Why is spawning a new process in Node so slow?

Max McDonnell on

At Val Town we run your code in Deno processes. We recently noticed, that under load, a single Val Town’s Node server cannot exceed 40 spawns/s. It spends 30% of its time with the main thread blocked on calls to spawn. Why is it so slow? Can we make it any faster?

To simulate this pattern we’ll write an HTTP server that spawns a new process for each request. Like this:

import { spawn } from "node:child_process";
import http from "node:http";
http
.createServer((req, res) => spawn("echo", ["hi"]).stdout.pipe(res))
.listen(8001);

We’ll write similar implementations in Go (here) and Rust (here) and run this example with Node, Deno and Bun.

I am running all of these on a Hetzner CCX33 with 8 vCPUs and 32 GB of ram. I am benchmarking with bombardier running on the same machine. The command I’ll run to benchmark each server is bombardier -c 30 -n 10000 http://localhost:8001. 10,000 total requests over 30 connections. I prewarm each server before running the benchmark. I’m using Go v1.22.2, Rust v1.77.2, Node v22.3.0, Bun 1.1.20, and Deno 1.44.2.

Here are the results:

Language/RuntimeReq/sCommand
Node651node baseline.js
Deno2,290deno run --allow-all baseline.js
Bun2,208bun run baseline.js
Go5,227go run go/main.go
Rust (tokio)5,466cd rust && cargo run --release

Ok, so Node is slow. Deno and Bun have figured out how to make this faster, and the compiled, thread-pool languages are much faster again.

Node’s spawn performance does seem to be notably bad.

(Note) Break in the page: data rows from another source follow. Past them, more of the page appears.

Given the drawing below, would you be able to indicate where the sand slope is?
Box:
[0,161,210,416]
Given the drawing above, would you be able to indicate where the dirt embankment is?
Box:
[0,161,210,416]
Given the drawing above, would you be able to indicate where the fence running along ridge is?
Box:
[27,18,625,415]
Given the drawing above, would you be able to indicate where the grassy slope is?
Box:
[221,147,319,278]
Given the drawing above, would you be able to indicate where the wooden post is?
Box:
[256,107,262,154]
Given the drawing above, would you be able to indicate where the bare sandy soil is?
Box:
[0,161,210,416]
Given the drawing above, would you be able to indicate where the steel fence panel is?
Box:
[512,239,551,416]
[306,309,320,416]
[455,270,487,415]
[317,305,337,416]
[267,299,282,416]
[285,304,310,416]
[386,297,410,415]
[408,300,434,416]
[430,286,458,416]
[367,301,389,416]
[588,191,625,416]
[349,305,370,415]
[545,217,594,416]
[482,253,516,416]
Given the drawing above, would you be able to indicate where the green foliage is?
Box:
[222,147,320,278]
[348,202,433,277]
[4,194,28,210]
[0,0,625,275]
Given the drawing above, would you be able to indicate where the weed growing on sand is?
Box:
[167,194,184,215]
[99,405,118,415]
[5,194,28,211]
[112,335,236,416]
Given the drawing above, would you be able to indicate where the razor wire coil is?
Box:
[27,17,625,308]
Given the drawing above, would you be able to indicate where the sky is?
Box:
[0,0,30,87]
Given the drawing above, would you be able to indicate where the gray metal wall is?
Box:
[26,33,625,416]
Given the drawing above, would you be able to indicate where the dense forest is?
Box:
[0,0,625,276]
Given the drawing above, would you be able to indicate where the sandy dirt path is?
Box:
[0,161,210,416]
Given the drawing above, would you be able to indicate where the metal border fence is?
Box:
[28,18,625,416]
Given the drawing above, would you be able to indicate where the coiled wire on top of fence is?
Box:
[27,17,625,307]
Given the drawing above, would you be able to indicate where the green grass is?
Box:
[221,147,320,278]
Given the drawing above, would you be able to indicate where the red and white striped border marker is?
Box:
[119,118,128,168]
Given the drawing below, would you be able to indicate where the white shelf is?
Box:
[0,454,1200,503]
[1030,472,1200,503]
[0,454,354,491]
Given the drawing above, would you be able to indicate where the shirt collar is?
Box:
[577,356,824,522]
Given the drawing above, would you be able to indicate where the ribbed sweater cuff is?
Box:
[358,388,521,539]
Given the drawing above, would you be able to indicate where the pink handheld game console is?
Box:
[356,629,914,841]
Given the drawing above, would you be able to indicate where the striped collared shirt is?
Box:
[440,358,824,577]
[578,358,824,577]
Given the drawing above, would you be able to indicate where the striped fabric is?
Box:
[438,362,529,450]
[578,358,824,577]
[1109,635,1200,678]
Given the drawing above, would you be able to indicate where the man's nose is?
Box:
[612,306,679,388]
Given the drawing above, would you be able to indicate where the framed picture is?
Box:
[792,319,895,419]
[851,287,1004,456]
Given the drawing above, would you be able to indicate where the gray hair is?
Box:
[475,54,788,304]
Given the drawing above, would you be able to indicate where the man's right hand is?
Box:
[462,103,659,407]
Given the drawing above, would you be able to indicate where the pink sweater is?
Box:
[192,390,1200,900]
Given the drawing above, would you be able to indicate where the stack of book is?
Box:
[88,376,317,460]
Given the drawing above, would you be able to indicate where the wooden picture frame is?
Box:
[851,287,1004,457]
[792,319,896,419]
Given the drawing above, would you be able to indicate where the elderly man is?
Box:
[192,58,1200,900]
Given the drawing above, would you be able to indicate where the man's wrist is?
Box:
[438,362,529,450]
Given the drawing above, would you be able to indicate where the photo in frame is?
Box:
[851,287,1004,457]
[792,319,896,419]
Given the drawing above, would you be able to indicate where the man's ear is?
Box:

This thread was an interesting read, and while in my testing things have improved since the time of that post, Node still spends an awful lot of time blocking the main thread for each Spawn call.

Switching to Bun or Deno would improve this a lot. That is great to know, but let’s try and improve things with Node.

Node cluster Module

The simplest thing we can do spawn more processes and run an http server per-process using Node’s cluster module. Like so:

import { spawn } from "node:child_process";
import http from "node:http";
import cluster from "node:cluster";
import { availableParallelism } from "node:os";
if (cluster.isPrimary) {
for (let i = 0; i < availableParallelism(); i++) cluster.fork();
} else {
http
.createServer((req, res) => spawn("echo", ["hi"]).stdout.pipe(res))
.listen(8001);
}

Node shares the network socket between processes here, so all of our processes can listen on :8001 and they’ll be routed requests round-robin.

The main issue with this approach for me is that each HTTP server is isolated in its own process. This can complicate things if you manage any kind of in-memory caching or global state that needs to be shared between these processes. I’d ideally find a way to keep the single thread execution model of javascript and still make spawns fast.

Here are the results:

Language/RuntimeReq/sCommand
Node1,766node cluster.js
Deno2,133deno run --allow-all cluster.js
Bunn/a”node:cluster is not yet implemented in Bun”

Super weird. Deno is slower, Bun doesn’t work just yet, and Node has improved a lot, but I would have expected it to be even faster.

Nice to know there is some speedup here. We’ll move on from it for now.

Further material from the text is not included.